Indonesian Political, Business & Finance News

Garuda Party Finds It Odd If a Political Party Fails to Enter the DPR in 2029, Yet the Presidential Candidate It Nominates Wins

| | Source: KOMPAS Translated from Indonesian | Politics
Garuda Party Finds It Odd If a Political Party Fails to Enter the DPR in 2029, Yet the Presidential Candidate It Nominates Wins
Image: KOMPAS

JAKARTA — Deputy General Chairman Teddy Gusnaidi of Partai Garuda said that, based on a decision by the Constitutional Court (MK), all political parties taking part in the 2029 elections can nominate a President and Vice-President, without needing to form coalitions with other parties.

Therefore, Teddy argues that the parliamentary threshold should be automatically removed because it no longer holds any binding effect.

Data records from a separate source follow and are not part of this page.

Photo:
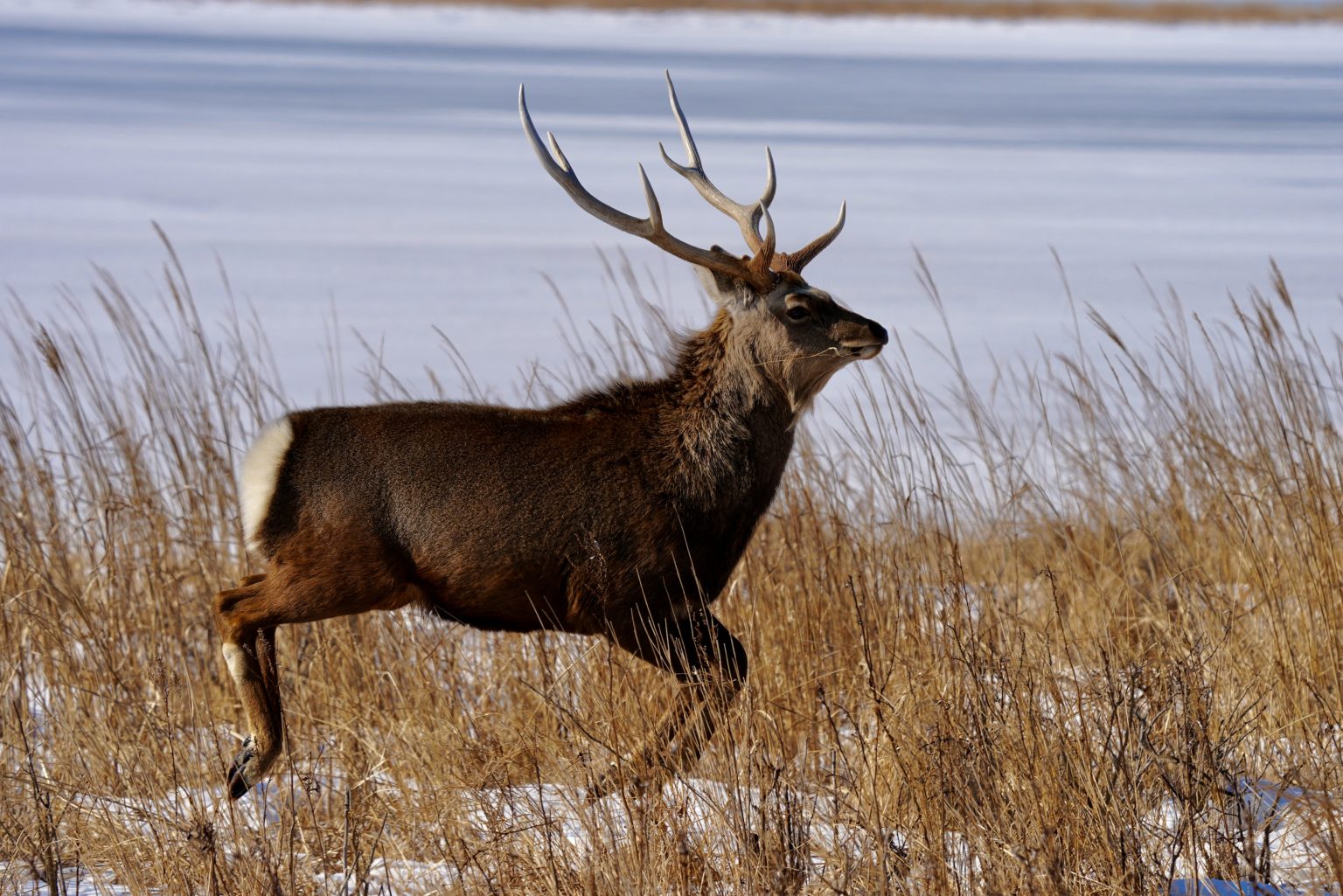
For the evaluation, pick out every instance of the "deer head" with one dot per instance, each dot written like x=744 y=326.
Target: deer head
x=796 y=333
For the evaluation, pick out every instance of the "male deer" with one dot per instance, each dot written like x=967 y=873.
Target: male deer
x=618 y=513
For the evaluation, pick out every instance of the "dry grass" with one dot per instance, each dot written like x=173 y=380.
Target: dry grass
x=1152 y=11
x=1012 y=641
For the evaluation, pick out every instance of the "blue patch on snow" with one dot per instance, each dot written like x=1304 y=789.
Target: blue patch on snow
x=1232 y=888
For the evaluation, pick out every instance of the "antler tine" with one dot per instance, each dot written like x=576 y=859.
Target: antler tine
x=747 y=217
x=651 y=229
x=764 y=257
x=801 y=258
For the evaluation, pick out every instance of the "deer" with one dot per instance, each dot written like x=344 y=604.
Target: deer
x=618 y=513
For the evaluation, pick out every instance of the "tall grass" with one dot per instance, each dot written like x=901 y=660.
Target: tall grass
x=1049 y=636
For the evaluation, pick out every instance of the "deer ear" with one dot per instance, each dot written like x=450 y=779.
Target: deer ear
x=726 y=292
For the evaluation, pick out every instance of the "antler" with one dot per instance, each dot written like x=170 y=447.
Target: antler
x=797 y=260
x=761 y=270
x=651 y=229
x=747 y=217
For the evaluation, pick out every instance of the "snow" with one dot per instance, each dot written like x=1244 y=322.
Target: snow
x=368 y=162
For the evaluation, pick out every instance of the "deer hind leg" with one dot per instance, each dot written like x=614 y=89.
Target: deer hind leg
x=303 y=588
x=711 y=665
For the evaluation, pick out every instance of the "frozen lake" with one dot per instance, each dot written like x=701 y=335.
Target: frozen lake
x=370 y=159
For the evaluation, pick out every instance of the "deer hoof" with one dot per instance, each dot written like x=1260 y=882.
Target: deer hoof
x=238 y=782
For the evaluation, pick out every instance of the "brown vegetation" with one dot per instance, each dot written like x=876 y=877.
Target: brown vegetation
x=1012 y=641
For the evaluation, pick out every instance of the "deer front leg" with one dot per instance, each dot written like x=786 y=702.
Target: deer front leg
x=711 y=665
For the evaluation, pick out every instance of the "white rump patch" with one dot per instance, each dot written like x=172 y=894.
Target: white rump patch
x=261 y=469
x=237 y=663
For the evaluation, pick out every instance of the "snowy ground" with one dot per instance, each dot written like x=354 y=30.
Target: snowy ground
x=370 y=160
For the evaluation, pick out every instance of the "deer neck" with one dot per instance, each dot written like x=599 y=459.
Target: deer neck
x=728 y=423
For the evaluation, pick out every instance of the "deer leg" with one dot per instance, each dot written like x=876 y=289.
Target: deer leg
x=711 y=665
x=247 y=618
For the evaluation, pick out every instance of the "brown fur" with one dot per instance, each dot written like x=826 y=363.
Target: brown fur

“Based on the MK decision, the Presidential Threshold is removed, so political parties participating in the elections can nominate Presidents and Vice Presidents in the 2029 presidential election. There is no other condition in the MK decision, except that they must pass as a political party participating in the elections,” Teddy told Kompas.com on Thursday (5/3/2026).

Teddy said that, according to the MK, the presidential and legislative elections must be held simultaneously, so it is already known which parties have qualified as election participants.

According to him, if the parliamentary threshold remains, there will be election-participating political parties whose presidential-cair (pair) wins, but they themselves do not pass into the DPR.

Therefore, Teddy finds it odd if a presidential candidate wins, but the party that nominated them fails to enter parliament due to the parliamentary threshold.

“Or, the presidential candidate remains legitimate, but the party that participated in the elections and nominated them is not in parliament. Is that not odd? A party that single-handedly fields a winning presidential and vice-presidential candidate but is not in parliament?” he added.

Discussions of changing the parliamentary threshold have resurfaced along with DPR plans to revise the Election Law. However, the effort to lower the figure is not easy because it involves the interests of the big parties in the parliament.

“If now this is to be discussed again, perhaps it could be reduced; the fight with the DPR is not easy. Because the DPR is controlled by parties that also want to secure a spillover from wasted votes, you see. They want that as well,” Mahfud said at the Parliamentary Threshold Seminar, Wednesday (4/3/2026).

According to Mahfud, seats that should be spread to smaller parties end up being distributed to parties that pass the threshold.

This condition causes the big parties to have an interest in maintaining a high threshold.